And now that President Sarkozy’s wife has released a racy new album, my sister-in-law isn’t the only one who’s unsure how to react to Carla Bruni-Sarkozy. One song on the album entitled Tu es ma came, or "You Are My Dope," provoked a formal complaint from the Colombian government, which protested the First Lady’s reference to "Colombian white" in the lyrics. But this isn’t like when Eric Clapton sang about cocaine as if it were a woman; here the drug is a metaphor for the mind-blowing nature of love – the same way poets have described love’s intoxication for centuries. And with words like "abyss," "swoon," and "aroma," Carla has borrowed directly from the sonnets of the great French poet Charles Baudelaire.
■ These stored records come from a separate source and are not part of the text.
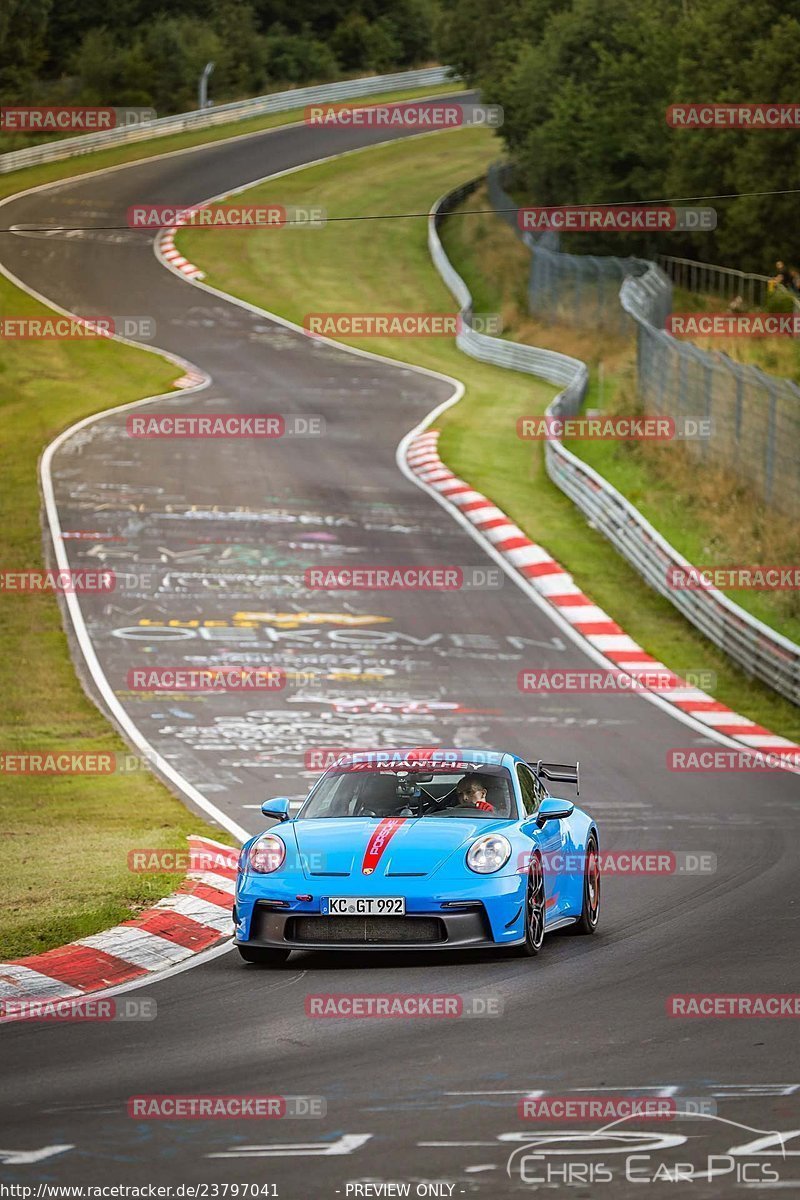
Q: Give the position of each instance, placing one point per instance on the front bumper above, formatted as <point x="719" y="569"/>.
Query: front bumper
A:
<point x="456" y="917"/>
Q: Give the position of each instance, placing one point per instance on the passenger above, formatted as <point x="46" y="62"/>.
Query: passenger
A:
<point x="471" y="792"/>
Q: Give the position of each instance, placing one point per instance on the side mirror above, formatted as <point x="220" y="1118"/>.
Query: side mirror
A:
<point x="277" y="808"/>
<point x="553" y="810"/>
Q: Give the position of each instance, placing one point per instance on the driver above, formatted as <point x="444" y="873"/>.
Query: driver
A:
<point x="471" y="792"/>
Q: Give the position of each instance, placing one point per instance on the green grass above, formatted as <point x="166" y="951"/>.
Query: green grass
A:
<point x="385" y="265"/>
<point x="709" y="520"/>
<point x="65" y="839"/>
<point x="70" y="168"/>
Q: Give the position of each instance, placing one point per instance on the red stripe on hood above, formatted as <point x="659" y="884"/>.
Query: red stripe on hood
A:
<point x="378" y="843"/>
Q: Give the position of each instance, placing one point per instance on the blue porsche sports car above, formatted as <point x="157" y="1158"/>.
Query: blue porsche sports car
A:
<point x="420" y="849"/>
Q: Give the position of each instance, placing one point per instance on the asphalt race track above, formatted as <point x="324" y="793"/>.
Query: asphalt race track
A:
<point x="215" y="537"/>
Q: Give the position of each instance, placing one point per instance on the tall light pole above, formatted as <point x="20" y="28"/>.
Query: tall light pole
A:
<point x="203" y="87"/>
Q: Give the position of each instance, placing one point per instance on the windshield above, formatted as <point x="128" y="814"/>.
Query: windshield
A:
<point x="481" y="791"/>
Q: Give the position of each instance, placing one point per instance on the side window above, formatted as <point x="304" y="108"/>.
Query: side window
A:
<point x="531" y="790"/>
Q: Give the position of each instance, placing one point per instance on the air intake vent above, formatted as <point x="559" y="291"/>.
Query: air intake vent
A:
<point x="364" y="930"/>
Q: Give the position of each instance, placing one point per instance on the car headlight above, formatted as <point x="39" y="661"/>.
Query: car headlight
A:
<point x="266" y="855"/>
<point x="488" y="853"/>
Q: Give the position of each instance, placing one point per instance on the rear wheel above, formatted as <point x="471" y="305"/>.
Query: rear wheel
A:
<point x="264" y="955"/>
<point x="535" y="906"/>
<point x="590" y="912"/>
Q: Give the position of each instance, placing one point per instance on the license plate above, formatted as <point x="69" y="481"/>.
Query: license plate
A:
<point x="365" y="906"/>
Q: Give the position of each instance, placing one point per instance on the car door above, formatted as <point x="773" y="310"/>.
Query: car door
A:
<point x="549" y="838"/>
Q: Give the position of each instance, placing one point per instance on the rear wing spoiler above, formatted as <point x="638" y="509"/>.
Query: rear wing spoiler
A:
<point x="558" y="773"/>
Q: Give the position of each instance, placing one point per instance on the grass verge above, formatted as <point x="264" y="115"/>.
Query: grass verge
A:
<point x="311" y="274"/>
<point x="709" y="516"/>
<point x="65" y="839"/>
<point x="71" y="168"/>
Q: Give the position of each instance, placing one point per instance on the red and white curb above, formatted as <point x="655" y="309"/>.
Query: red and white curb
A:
<point x="191" y="379"/>
<point x="193" y="918"/>
<point x="560" y="591"/>
<point x="173" y="257"/>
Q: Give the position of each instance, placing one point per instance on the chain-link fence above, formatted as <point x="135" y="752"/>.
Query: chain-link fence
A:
<point x="758" y="649"/>
<point x="750" y="420"/>
<point x="708" y="279"/>
<point x="578" y="289"/>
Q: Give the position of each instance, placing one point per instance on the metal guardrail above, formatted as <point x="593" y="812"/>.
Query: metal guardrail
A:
<point x="755" y="415"/>
<point x="759" y="649"/>
<point x="725" y="281"/>
<point x="222" y="114"/>
<point x="548" y="365"/>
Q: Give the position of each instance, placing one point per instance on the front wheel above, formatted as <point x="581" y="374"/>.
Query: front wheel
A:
<point x="590" y="912"/>
<point x="535" y="906"/>
<point x="263" y="955"/>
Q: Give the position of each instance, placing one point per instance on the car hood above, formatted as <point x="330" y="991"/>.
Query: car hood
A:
<point x="388" y="847"/>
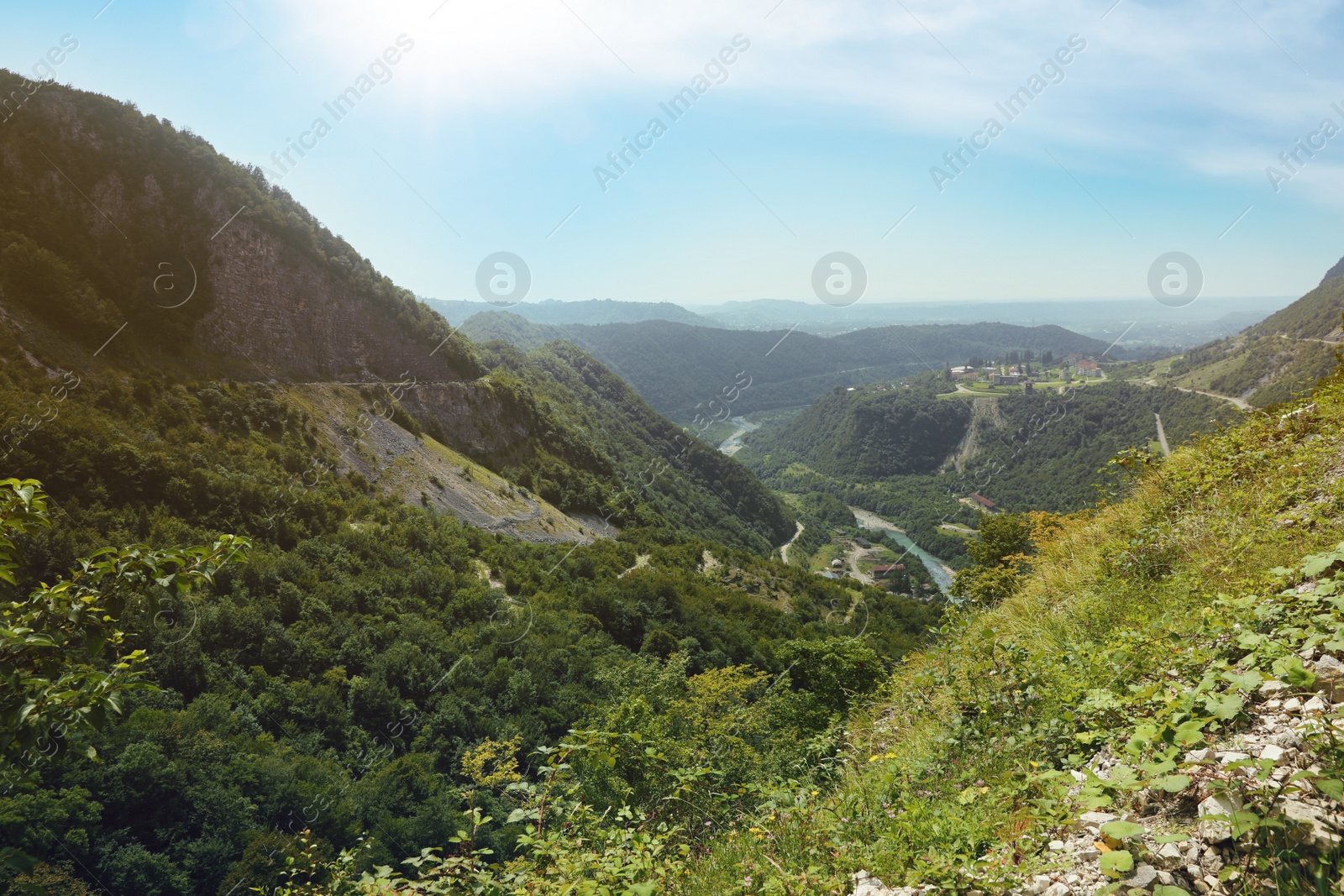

Carla knows her poets. On her last album she interpreted works by Yeats, Shelley, and Emily Dickinson. This time she worked from a poem by France’s current literary bad boy, Michel Houellebec. She also does a Bob Dylan cover called "You Belong to Me," which mentions the Nile and the Pyramids, the very places where she was first photographed on a romantic trip with the President, now her husband.

But some reviewers may have missed the point of the album’s poetry. For example, much has been made of Carla singing the word orgie, but in French the word usually means "feast" – especially when it shares a verse with words like "sacred bread" and "Lent." And, in the same song, some reviewers found the singer’s offer of her body, her soul, and her "chrysanthemum" to be an erotic metaphor. Maybe so, but in France the chrysanthemum is a symbol of death, so Carla might have meant something else too.

And death, time, and nostalgia are themes that run throughout her new album and lend a depth to the love songs that we don’t often encounter in pop music. The title of the album and at least one of its songs are tributes to her brother, who died two years ago. The track Je suis une enfant ("I Am a Child") is based on a Schumann theme she loved as a child.

So, sure, Carla Bruni’s new record is pretty steamy, and it’s funny to think of President Sarkozy as the muse for Carla’s breathy vocals and passionate love talk. But, despite the scandal, Carla’s songwriting and erudition prove that she’s way more than just a trophy wife.

I guess the French agree: Carla’s album is Number 1 on the charts. And the best part is that she’s donating all the profits to charity.